Above EQ (3) and EQ (2) are essentially multiple-point spatial models. But the multiple-point spatial model we suggested here is different from the existing multiple-point geostatistics in both theory and formula; the latter was initially derived from the extended indicator kriging framework (Guardiano and Srivastava 1993). Our multiple-point spatial model is a neighborhood-level nonlinear sequential Bayesian updating model using multiple-point likelihoods. To implement above MCRF models using only sample data, we had to simplify these multiple-point likelihoods to two-point statistics so that parameters can be directly estimated from sample data. The conditional independence property of adjacent cells in cardinal directions in Pickard random fields was extended to the sparse sample data situation for this purpose. Although the ordinary conditional independence assumption was used in Bayesian statistical analysis for non-spatial data ( i.e., various events, no matter whether they are categorical or not, and no matter whether they have the same nature), it was rarely used on spatial data in geo/spatial-statistical models, especially on sparse data points. With the second-order stationarity assumption, the transiogram notation (i.e., transition probability-lag function) was further used to expresss the MCRF models simplified by the spatial conditional independence assumption of nearest data (see the page for MCRF theory) and transiogram models were used to provide transition probability parameters to simplified MCRF models.
Remark: Although the MCRF idea emphasized the Markov property (see the Markov-type neighborhood in above Figure 1), the MCRF idea and the conventional MRF idea are different. The conventional MRF model is equivalent to a Gibbs distribution, which comprises a set of cliques (from single-node cliques to multi-node cliques), and it is normally used as a lattice model without directly dealing with sample data and distant interactions. Even drawn as a graph, MRFs are undirected graphs. However, the purpose of the MCRF approach is mainly for directly dealing with sample data and distant interactions. One may regard the MCRF approach as an extension of conventional MRFs toward sparse data space where distant interactions need to be considered, if they want; but this does not mean that they can be derived from each other, because the generalized form of MCRF models was derived by decomposing the joint probability distribution of a spatial random variable and its neighborhood through sequential Bayesian updating and thus it is essentially a neighborhood-based special spatial Bayesian network. Therefore, a MCRF model is a locally-conditioned Markov chain and also a special spatial Bayesian network on spatial data. The derivation process of the MCRF model only needs some knowledge in conventional 1-D Markov chain theory, Bayes' theorem (Bayesian updating), conventional geostatistics (kriging and variogram), and pioneer studies in Markov chain spatial modeling.

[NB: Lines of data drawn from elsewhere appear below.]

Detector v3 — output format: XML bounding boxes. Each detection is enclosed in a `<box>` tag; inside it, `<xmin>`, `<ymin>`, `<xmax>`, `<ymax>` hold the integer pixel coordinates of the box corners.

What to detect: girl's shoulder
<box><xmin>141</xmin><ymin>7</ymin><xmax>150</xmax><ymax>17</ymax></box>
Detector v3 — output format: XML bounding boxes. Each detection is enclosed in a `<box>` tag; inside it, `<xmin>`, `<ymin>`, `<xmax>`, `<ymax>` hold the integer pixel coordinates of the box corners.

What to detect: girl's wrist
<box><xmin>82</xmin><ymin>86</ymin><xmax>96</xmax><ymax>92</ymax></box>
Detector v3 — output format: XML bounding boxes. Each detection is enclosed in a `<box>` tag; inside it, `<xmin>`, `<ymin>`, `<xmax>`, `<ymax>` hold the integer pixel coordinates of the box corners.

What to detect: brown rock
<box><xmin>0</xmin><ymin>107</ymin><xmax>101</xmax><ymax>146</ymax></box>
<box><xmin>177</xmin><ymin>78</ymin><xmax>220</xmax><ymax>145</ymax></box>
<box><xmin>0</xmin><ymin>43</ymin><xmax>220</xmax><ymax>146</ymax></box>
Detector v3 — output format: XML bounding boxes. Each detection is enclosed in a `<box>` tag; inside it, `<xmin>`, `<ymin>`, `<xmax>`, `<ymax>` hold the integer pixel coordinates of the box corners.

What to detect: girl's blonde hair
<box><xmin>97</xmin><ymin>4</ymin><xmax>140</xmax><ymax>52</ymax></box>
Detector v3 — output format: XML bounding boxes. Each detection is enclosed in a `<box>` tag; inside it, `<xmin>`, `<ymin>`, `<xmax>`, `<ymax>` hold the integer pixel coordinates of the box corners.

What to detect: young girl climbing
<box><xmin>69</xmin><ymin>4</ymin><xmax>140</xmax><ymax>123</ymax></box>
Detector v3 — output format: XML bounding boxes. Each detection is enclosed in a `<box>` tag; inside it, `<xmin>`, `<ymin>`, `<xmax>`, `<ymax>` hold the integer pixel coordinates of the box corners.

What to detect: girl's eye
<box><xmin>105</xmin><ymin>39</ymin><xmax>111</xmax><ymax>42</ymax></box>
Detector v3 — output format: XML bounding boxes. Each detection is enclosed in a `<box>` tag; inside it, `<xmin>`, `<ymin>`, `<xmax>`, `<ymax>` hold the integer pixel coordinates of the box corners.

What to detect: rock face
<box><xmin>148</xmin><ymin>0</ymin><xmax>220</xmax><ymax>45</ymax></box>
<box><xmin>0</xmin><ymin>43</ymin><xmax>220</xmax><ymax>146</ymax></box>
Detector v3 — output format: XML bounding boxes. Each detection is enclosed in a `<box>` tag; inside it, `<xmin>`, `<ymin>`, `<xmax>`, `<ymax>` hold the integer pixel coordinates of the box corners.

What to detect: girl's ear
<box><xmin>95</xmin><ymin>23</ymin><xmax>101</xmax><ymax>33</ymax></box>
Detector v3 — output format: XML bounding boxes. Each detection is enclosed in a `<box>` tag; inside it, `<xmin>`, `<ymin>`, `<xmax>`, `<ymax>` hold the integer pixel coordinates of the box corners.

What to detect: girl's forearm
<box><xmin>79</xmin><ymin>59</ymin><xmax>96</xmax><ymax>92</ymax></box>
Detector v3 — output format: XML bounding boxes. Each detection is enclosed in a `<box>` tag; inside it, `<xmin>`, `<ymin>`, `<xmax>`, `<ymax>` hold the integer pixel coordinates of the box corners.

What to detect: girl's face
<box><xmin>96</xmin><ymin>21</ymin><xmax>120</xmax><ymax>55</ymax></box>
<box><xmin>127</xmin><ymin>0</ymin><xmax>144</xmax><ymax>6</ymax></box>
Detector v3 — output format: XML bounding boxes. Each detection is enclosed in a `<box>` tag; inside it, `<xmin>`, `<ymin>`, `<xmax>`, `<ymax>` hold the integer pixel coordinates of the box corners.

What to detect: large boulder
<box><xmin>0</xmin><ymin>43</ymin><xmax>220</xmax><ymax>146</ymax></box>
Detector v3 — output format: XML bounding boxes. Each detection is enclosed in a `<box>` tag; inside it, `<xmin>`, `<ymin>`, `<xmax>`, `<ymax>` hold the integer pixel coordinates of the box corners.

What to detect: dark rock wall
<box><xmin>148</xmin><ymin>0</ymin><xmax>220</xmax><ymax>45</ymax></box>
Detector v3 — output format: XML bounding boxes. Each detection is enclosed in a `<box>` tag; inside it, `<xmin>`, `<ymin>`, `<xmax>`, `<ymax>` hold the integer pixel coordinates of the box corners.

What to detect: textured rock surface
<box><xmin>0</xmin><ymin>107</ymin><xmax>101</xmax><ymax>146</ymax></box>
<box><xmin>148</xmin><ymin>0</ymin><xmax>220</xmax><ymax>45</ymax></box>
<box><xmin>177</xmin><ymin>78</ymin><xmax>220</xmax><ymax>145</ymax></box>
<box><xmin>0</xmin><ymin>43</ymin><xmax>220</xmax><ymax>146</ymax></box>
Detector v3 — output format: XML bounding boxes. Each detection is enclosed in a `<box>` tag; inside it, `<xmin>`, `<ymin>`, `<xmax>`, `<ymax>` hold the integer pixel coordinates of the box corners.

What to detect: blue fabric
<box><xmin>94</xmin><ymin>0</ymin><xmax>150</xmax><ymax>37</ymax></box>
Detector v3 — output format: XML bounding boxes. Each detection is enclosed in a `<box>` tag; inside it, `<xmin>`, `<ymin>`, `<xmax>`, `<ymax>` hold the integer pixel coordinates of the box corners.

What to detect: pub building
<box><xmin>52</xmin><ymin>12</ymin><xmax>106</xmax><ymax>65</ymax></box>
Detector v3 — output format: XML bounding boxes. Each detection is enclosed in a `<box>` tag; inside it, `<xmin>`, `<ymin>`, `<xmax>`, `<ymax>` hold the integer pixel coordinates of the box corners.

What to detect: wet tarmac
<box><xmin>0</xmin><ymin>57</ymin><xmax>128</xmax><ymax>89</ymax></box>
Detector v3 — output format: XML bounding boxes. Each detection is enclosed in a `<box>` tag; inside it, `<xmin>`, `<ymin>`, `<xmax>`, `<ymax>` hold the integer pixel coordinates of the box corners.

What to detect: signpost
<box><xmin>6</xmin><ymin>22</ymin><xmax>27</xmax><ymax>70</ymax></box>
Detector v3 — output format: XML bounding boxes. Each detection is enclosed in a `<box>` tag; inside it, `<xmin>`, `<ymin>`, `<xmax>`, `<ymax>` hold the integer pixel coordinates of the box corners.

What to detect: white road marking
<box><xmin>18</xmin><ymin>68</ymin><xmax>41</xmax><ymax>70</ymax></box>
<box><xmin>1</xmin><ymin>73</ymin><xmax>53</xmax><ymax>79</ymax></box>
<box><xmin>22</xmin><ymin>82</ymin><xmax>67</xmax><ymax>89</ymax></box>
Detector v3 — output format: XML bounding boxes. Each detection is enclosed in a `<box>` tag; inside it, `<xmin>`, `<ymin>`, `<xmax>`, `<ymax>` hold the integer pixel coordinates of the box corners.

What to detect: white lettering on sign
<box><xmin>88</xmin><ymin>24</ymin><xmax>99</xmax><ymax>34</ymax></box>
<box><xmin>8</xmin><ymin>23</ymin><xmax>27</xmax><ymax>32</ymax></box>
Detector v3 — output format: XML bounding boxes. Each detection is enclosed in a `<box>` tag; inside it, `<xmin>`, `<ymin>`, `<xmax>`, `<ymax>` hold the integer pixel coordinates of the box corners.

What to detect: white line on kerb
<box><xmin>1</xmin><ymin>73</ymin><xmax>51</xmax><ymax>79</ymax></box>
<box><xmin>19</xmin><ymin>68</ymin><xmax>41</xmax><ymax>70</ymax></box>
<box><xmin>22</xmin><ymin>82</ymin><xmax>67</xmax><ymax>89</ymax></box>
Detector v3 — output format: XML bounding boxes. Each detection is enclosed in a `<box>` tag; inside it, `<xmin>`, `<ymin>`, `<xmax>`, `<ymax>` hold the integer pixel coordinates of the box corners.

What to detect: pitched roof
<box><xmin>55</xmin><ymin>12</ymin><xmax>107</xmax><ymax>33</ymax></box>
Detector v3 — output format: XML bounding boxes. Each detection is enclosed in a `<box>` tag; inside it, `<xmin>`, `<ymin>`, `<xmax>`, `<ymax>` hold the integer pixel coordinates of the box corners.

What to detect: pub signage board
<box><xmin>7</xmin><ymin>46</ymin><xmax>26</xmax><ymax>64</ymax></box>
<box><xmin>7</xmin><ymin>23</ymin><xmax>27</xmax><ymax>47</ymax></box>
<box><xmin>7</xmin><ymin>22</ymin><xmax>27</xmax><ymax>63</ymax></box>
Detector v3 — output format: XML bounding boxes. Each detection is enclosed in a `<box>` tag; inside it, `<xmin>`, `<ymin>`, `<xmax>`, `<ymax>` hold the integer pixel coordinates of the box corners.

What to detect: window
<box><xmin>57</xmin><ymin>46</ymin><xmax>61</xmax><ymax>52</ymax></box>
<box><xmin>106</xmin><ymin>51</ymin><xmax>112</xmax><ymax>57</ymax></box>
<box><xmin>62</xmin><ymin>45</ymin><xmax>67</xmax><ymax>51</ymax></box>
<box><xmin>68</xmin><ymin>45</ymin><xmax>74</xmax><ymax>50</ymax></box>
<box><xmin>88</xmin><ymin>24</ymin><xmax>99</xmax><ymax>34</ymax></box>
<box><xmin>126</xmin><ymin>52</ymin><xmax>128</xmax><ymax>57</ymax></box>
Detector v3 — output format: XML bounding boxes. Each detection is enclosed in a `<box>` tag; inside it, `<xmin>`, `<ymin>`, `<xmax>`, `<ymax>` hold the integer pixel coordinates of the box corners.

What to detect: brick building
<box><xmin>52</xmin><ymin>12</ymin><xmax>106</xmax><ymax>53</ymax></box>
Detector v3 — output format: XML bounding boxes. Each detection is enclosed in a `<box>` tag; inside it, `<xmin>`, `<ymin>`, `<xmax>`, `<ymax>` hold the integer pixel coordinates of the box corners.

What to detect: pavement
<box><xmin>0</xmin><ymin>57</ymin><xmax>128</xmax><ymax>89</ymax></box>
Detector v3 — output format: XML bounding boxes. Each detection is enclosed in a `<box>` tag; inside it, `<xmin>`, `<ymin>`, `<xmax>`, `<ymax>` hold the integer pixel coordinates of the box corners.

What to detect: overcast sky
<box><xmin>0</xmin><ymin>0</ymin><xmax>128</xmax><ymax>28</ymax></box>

Guardiano, F., Srivastava, R.M. 1993. Multivariate Geostatistics: Beyond Bivariate Moments, in Soares, A., ed., Geostatistics-Troia, Kluwer, Dordrecht, vol. 1, p. 133-144.
Li W (2007a) Markov chain random fields for estimation of categorical variables. Math Geol 39: 321–335.
Li, W., Zhang, C. 2008. A single-chain-based multidimensional Markov chain model for subsurface characterization. Environmental and Ecological Statistics, 15(2): 157-174.
Li W, Zhang C, Dey DK, Willig MR (2013) Updating categorical soil maps using limited survey data by Bayesian Markov chain cosimulation. Sci World J. Article ID 587284. doi:10.1155/2013/587284.
Li W, Zhang C, Willig MR, Dey DK, Wang G, You L (2015) Bayesian Markov chain random field cosimulation for improving land cover classification accuracy. Math Geosci 47(2): 123-148.